Ultrablut – Tja

Irrwitzige Rollercoaster-Hardcore-Mucke

Artist: Ultrablut

Herkunft: Deutschland

Album: Tja

Genre: Hardcore, Surfcore, Noise

Spiellänge: 30:40  Minuten

Release: 13.06.2025

Label: The Lasting Dose Records

Link: https://www.facebook.com

Bandmitglieder:

Gesang – Christian Lansky
Gitarre, Bass – Sebastian Bauer
Gitarre, Bass, Gesang (Ganbare) – Markus Kresin
Schlagzeug – Leonardo Bardelle

Tracklist:

1. Temu Kobain
2. Alphaerklärer
3. Car Hi-Fi Realität
4. Konrad
5. Chonder
6. Ganbare
7. Schwebebahn Blues II
8. Der Gratulant
9. ZZZ Top
10. Tropfsteinhöhle
11. Siegroy
12. Outro

Ich bin spät dran. Tja – ich weiß! Und dabei hatte mir der Jan Oberg die Scheibe doch früh geschickt. Tja, ich schwitze jetzt echt Ultrablut! Zur Aufklärung: Tja ist das Debütalbum der Band Ultrablut, welches am Freitag, dem 13.06.2025 über das superbe Berliner Label The Lasting Dose Records von Jan Oberg (Earth Ship, Grin) erschienen ist. Dort ist Tja in den Vinylvarianten Magenta (200 Stück) und Black (200 Stück) erhältlich. Zusätzlich für den Sammler natürlich auch noch ein paar Testpressungen (50 Stück). Aufgenommen wurde Tja im Berliner Hidden Planet Studio von Jan Oberg, der das Album auch gleich produziert, gemischt und gemastert hat.

Ultrablut sind zwar eine neue Band, die agierenden Musiker (zumindest ein Teil) allerdings für mich persönlich Altbekannte, denn die kommen aus dem Umfeld von Grim Van Doom und Morast. Gerade zu Sänger Christian Lansky habe ich ein besonderes Verhältnis. Bei unserem ersten Aufeinandertreffen mit seiner Band Grim Van Doom vor einigen Jahren fragte er mich am Merchstand, ob ich nichts zu rauchen hätte. Ich fragte ihn, wieso er gerade mich frage. Er meinte damals, weil ich so aussehe wie der Hausdealer des Kulturzentrums. Einige Zeit später durften Grim Van Doom dann beim von mir veranstalteten Spell Doom For BBW mitrauchen ….

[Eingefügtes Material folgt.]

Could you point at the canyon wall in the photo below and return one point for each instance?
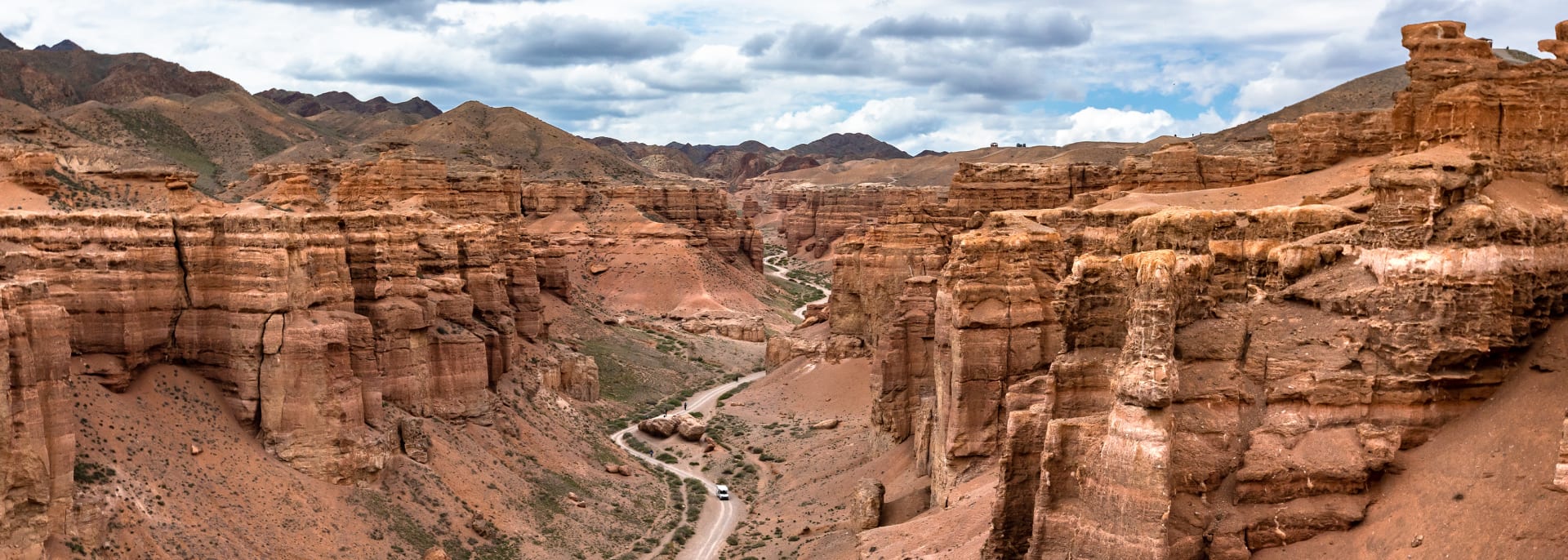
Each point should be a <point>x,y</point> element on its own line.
<point>38,440</point>
<point>1462,93</point>
<point>1187,383</point>
<point>700,207</point>
<point>817,216</point>
<point>315,325</point>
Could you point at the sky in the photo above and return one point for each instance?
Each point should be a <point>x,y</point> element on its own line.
<point>921,74</point>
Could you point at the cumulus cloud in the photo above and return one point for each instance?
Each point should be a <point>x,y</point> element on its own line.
<point>394,11</point>
<point>564,41</point>
<point>816,49</point>
<point>1120,124</point>
<point>1032,29</point>
<point>808,120</point>
<point>940,76</point>
<point>893,120</point>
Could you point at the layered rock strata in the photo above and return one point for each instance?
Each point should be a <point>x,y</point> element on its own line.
<point>38,438</point>
<point>700,207</point>
<point>825,212</point>
<point>988,187</point>
<point>1205,383</point>
<point>313,323</point>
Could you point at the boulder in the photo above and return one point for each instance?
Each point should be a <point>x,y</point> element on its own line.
<point>659,427</point>
<point>688,427</point>
<point>416,441</point>
<point>866,507</point>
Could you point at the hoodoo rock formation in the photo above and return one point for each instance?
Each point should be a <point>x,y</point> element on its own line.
<point>336,309</point>
<point>1186,377</point>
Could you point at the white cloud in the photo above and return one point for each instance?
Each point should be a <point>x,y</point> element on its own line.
<point>809,120</point>
<point>1118,124</point>
<point>957,91</point>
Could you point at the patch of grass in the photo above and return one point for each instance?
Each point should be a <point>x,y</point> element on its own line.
<point>87,473</point>
<point>264,143</point>
<point>167,137</point>
<point>402,524</point>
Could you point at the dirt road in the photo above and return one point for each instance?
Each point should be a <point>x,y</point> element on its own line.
<point>783,273</point>
<point>719,517</point>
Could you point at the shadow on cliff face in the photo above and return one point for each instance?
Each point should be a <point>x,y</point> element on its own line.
<point>165,469</point>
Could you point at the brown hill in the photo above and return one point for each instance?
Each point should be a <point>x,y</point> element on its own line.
<point>504,137</point>
<point>1372,91</point>
<point>216,136</point>
<point>57,79</point>
<point>659,159</point>
<point>927,170</point>
<point>305,104</point>
<point>850,146</point>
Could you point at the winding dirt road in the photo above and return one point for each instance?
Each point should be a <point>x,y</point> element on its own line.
<point>783,275</point>
<point>719,517</point>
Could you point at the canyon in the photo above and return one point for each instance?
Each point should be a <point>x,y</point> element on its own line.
<point>472,335</point>
<point>1208,357</point>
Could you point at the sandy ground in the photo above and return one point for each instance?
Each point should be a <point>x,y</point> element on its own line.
<point>783,273</point>
<point>719,517</point>
<point>18,198</point>
<point>804,496</point>
<point>1344,184</point>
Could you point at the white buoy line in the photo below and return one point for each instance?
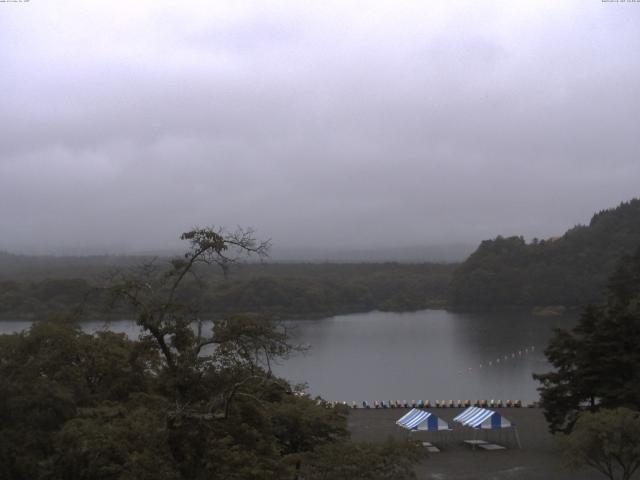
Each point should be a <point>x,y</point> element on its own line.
<point>503,358</point>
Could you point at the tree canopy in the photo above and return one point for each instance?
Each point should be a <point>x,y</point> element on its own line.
<point>188,400</point>
<point>597,363</point>
<point>608,441</point>
<point>570,270</point>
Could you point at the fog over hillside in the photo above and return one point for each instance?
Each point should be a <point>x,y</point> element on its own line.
<point>329,127</point>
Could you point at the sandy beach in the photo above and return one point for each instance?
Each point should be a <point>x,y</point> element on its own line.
<point>537,459</point>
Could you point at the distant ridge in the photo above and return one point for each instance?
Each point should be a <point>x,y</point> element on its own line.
<point>570,270</point>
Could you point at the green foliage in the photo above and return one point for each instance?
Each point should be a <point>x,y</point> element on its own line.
<point>597,363</point>
<point>179,403</point>
<point>608,440</point>
<point>571,270</point>
<point>283,290</point>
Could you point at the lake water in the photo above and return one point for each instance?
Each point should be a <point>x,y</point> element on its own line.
<point>430,354</point>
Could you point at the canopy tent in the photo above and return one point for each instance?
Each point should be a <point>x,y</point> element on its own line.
<point>423,421</point>
<point>476,417</point>
<point>482,418</point>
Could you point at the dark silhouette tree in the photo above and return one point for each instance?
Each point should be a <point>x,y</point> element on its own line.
<point>597,363</point>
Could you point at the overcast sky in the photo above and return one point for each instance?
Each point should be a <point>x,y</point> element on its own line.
<point>329,124</point>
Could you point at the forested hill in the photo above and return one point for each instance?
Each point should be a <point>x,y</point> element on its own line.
<point>571,270</point>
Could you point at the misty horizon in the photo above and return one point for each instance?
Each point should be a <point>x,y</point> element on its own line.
<point>340,127</point>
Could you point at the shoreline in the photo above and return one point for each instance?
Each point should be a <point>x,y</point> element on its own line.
<point>539,458</point>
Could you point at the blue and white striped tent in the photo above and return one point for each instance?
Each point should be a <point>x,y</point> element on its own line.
<point>481,418</point>
<point>422,420</point>
<point>476,417</point>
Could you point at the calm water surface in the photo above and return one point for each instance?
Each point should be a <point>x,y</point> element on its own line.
<point>430,354</point>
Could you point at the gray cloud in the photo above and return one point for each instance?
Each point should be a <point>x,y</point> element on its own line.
<point>343,124</point>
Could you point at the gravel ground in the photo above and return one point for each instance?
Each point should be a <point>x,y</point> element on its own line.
<point>538,459</point>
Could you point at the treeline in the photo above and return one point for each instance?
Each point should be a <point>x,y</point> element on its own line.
<point>571,270</point>
<point>283,290</point>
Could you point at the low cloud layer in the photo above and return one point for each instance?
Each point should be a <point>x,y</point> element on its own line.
<point>345,124</point>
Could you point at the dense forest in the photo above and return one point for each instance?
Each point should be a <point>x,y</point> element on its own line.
<point>32,286</point>
<point>571,270</point>
<point>505,272</point>
<point>178,403</point>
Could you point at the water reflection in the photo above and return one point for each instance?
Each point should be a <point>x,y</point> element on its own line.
<point>430,354</point>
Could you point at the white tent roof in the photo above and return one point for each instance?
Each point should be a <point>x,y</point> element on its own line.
<point>477,417</point>
<point>422,420</point>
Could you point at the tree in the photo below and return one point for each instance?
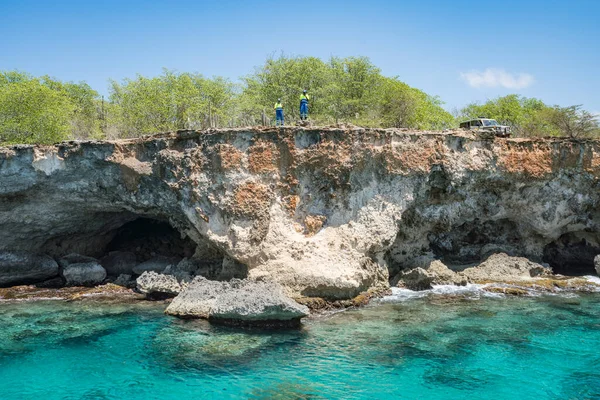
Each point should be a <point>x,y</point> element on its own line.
<point>169,102</point>
<point>31,111</point>
<point>574,122</point>
<point>285,78</point>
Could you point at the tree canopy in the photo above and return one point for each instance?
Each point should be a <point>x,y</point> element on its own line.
<point>531,117</point>
<point>351,89</point>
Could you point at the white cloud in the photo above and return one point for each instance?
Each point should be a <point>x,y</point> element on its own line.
<point>494,77</point>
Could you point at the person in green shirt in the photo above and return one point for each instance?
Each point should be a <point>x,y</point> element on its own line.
<point>304,105</point>
<point>278,113</point>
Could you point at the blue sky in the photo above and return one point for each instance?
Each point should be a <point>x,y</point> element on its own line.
<point>462,51</point>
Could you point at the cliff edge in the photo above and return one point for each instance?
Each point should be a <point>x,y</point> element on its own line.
<point>326,212</point>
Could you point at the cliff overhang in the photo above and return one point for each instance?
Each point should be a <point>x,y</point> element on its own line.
<point>326,212</point>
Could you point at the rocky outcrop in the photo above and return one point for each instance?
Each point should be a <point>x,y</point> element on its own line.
<point>498,267</point>
<point>327,212</point>
<point>17,268</point>
<point>239,302</point>
<point>502,267</point>
<point>157,264</point>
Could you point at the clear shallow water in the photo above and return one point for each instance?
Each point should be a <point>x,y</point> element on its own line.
<point>438,347</point>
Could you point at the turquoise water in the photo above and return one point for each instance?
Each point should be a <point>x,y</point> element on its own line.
<point>439,347</point>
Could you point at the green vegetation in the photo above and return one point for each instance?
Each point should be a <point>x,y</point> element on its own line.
<point>531,117</point>
<point>342,90</point>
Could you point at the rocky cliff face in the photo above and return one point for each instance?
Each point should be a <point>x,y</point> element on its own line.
<point>324,212</point>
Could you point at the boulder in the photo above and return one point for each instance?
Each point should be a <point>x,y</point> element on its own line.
<point>152,283</point>
<point>119,262</point>
<point>83,274</point>
<point>210,269</point>
<point>197,299</point>
<point>17,268</point>
<point>415,279</point>
<point>155,264</point>
<point>502,267</point>
<point>252,302</point>
<point>433,272</point>
<point>242,302</point>
<point>125,281</point>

Lange hatte ich zu Grim Van Doom keinen Kontakt mehr, allerdings mitbekommen, dass Christian Lansky ein neues Projekt am Start hat. Im letzten Jahr erschien dann die EP Teneriffa digital und als ultra-pinkes Tape, ultra limitiert auf 50 Stück. Von Jan Oberg hatte ich zwischendurch mal gehört, dass da wohl auch noch mehr kommen wird. Tja und da ist es nun, das erste Album von Ultrablut.

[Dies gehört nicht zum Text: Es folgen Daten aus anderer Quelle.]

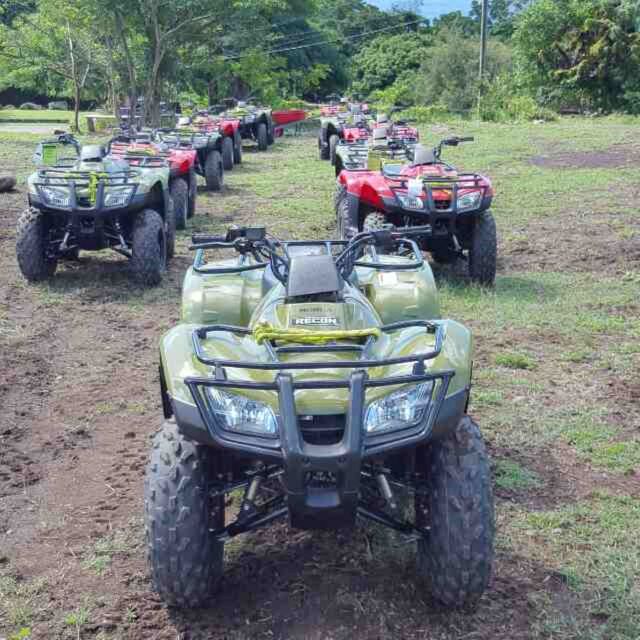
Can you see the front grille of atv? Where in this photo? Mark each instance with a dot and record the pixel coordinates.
(322, 429)
(321, 479)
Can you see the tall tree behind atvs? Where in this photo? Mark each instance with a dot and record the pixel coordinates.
(581, 53)
(53, 43)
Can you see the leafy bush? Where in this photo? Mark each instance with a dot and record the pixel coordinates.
(503, 102)
(449, 73)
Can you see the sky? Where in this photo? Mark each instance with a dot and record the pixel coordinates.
(430, 8)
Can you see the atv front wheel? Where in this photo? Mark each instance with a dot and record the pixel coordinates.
(31, 246)
(323, 151)
(347, 217)
(193, 193)
(214, 171)
(333, 145)
(263, 138)
(227, 153)
(484, 250)
(457, 557)
(180, 194)
(149, 248)
(338, 195)
(237, 148)
(185, 559)
(170, 227)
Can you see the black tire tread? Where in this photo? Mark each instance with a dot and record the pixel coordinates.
(457, 558)
(227, 153)
(263, 140)
(483, 253)
(214, 171)
(180, 194)
(31, 238)
(185, 560)
(147, 263)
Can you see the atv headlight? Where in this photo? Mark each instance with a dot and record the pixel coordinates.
(237, 413)
(469, 201)
(399, 410)
(117, 197)
(56, 197)
(411, 202)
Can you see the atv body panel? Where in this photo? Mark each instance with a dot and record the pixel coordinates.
(320, 395)
(90, 205)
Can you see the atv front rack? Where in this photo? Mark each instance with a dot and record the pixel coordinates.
(302, 460)
(95, 182)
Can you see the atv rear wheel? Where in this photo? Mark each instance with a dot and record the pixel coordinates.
(484, 250)
(214, 171)
(149, 248)
(227, 153)
(185, 559)
(180, 194)
(31, 246)
(457, 557)
(333, 145)
(193, 193)
(170, 227)
(263, 139)
(347, 217)
(237, 148)
(338, 195)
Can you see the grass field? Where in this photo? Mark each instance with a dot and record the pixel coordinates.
(556, 394)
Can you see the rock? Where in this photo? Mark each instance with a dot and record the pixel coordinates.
(7, 182)
(58, 105)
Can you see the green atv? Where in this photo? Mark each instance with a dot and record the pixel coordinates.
(80, 199)
(319, 378)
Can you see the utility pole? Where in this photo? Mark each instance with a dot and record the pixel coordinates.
(483, 48)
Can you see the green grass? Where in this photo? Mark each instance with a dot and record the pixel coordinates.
(556, 357)
(44, 115)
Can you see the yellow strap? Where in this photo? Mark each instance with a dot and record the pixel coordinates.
(265, 331)
(94, 179)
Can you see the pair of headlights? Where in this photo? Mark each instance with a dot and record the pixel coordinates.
(399, 410)
(115, 197)
(466, 202)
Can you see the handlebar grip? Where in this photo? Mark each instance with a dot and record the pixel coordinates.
(203, 238)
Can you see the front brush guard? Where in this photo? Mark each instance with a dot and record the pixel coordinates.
(335, 505)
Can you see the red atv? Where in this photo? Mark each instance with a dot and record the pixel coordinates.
(425, 191)
(182, 166)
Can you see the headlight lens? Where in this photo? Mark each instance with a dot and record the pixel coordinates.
(117, 197)
(55, 197)
(239, 414)
(469, 201)
(399, 410)
(411, 202)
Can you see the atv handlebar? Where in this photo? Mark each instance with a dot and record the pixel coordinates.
(253, 241)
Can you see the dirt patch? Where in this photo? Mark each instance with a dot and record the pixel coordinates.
(623, 155)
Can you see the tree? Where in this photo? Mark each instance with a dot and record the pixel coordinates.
(582, 53)
(382, 61)
(55, 41)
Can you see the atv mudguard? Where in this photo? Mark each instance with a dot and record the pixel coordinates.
(395, 295)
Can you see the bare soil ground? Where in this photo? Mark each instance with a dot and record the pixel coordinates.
(79, 391)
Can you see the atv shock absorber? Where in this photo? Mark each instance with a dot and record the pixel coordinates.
(386, 491)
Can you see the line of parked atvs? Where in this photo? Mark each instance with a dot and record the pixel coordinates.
(315, 377)
(387, 179)
(131, 194)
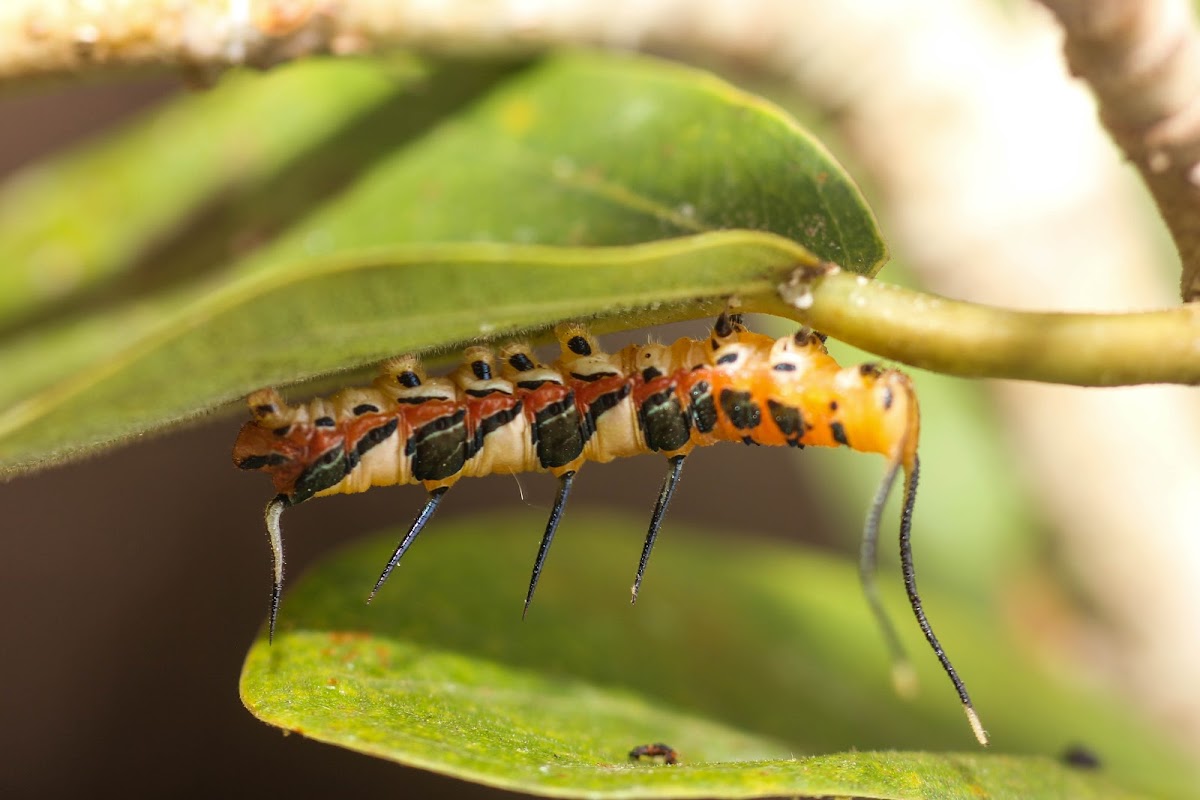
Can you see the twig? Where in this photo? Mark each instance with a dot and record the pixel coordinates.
(1141, 58)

Ultrablut nennen ihre Mucke selbst Surfcore, was immer das auch ist bzw. sein soll! Auf jeden Fall ist diesem Surfcore eine riesige Menge Hardcore unterlegt. Mit Temo Kobain stecken wir bereits mitten im Surfcore. Voll auf die Fresse Vocals und klasse Gitarren, getrieben von einem erstklassigen Schlagzeug, hinter dem Grim Van Doom / Morast Drummer Leonardo Bardelle sitzt. Direkt mit dem zweiten Song verstehe ich auch die Mucke des Quartetts, denn da ist ja ein Alphaerklärer vehement am Start. Ok, Jung. Alles verstanden – Tja!

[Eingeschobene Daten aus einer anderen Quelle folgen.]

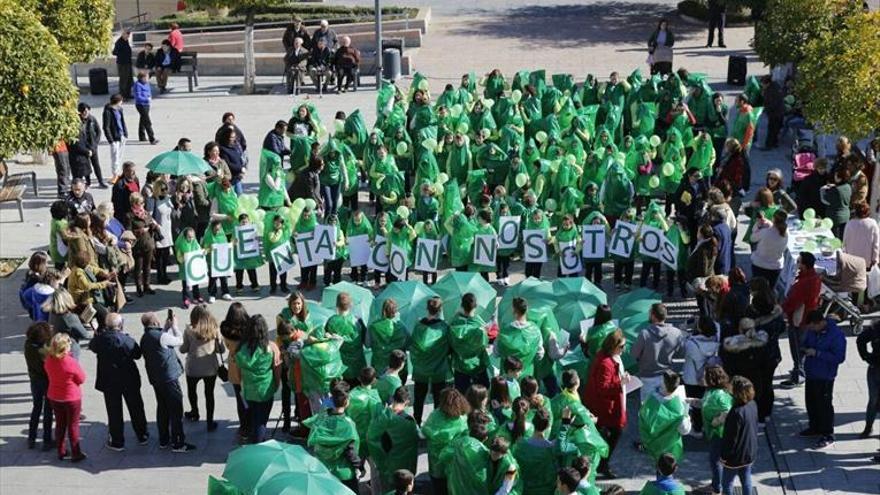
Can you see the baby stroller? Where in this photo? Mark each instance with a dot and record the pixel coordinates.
(851, 277)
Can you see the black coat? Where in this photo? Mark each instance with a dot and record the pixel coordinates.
(117, 353)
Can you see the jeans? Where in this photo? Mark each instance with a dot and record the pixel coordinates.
(331, 198)
(258, 415)
(41, 406)
(819, 395)
(169, 413)
(728, 475)
(873, 396)
(67, 425)
(192, 383)
(115, 421)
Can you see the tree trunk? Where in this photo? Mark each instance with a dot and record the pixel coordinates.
(250, 66)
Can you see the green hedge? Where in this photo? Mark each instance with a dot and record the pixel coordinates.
(698, 10)
(306, 11)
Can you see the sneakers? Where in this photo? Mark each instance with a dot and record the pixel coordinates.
(183, 448)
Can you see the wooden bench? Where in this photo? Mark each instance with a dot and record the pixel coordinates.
(13, 186)
(189, 67)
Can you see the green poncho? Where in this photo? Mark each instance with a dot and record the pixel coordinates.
(257, 379)
(466, 465)
(519, 340)
(352, 348)
(439, 431)
(386, 335)
(182, 245)
(429, 351)
(716, 401)
(393, 442)
(330, 435)
(364, 404)
(659, 421)
(468, 341)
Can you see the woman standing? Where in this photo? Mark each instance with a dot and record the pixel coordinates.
(38, 337)
(65, 378)
(605, 395)
(202, 346)
(232, 329)
(260, 362)
(739, 445)
(660, 48)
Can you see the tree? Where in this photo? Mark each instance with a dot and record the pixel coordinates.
(788, 25)
(837, 78)
(81, 27)
(37, 98)
(249, 8)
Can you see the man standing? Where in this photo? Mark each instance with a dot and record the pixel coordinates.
(717, 14)
(824, 348)
(92, 132)
(164, 370)
(116, 133)
(653, 350)
(118, 378)
(122, 50)
(802, 299)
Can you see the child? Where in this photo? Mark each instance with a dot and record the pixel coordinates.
(215, 235)
(274, 236)
(333, 268)
(248, 264)
(665, 484)
(186, 243)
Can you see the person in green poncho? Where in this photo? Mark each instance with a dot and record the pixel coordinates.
(466, 461)
(334, 439)
(364, 405)
(429, 352)
(393, 440)
(445, 423)
(663, 419)
(186, 243)
(468, 341)
(520, 338)
(259, 361)
(351, 330)
(214, 235)
(385, 335)
(665, 483)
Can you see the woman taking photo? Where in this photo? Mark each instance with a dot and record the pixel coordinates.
(65, 379)
(260, 362)
(204, 351)
(605, 395)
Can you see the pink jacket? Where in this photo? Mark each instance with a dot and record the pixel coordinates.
(65, 378)
(861, 237)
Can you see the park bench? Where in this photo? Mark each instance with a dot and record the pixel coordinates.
(12, 187)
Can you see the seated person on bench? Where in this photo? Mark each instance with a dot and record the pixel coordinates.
(346, 60)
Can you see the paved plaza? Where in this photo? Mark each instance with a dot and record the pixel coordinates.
(589, 37)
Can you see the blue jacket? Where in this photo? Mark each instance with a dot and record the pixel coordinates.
(142, 93)
(830, 346)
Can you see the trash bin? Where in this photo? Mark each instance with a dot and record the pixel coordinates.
(391, 65)
(98, 81)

Erklären muss man die Mucke von Ultrablut allerdings nicht, vielleicht lässt sie sich auch überhaupt nicht erklären. Es reicht, wenn man das Ding einfach in den Player schiebt und sich an der Car Hi-Fi Realität abarbeitet. Was für ein cooler Song! Dabei vielleicht dann doch noch etwas Ultrablut schwitzen, wenn die Streife hinter dir ist, weil du etwas zu schnell unterwegs warst und dabei was geraucht hast 😉

Die Texte sind in deutscher Sprache, die Songtitel lesen sich manchmal echt witzig. Spätestens, wenn Lansky sein Organ anschaltet, ist Schluss mit Lustig und er kann sich auch schon mal seine Wut vom Leib schreien. Richtig aufwühlend, da doomig gehalten ist Chonder, zum Zerreißen spannend dieser Song. Da kann Lansky natürlich seine Qualitäten ausspielen, aber das macht er sowieso bei jedem Song! Punkigen Noise Scheiß gibt es natürlich auch, ich sage nur Ganbare.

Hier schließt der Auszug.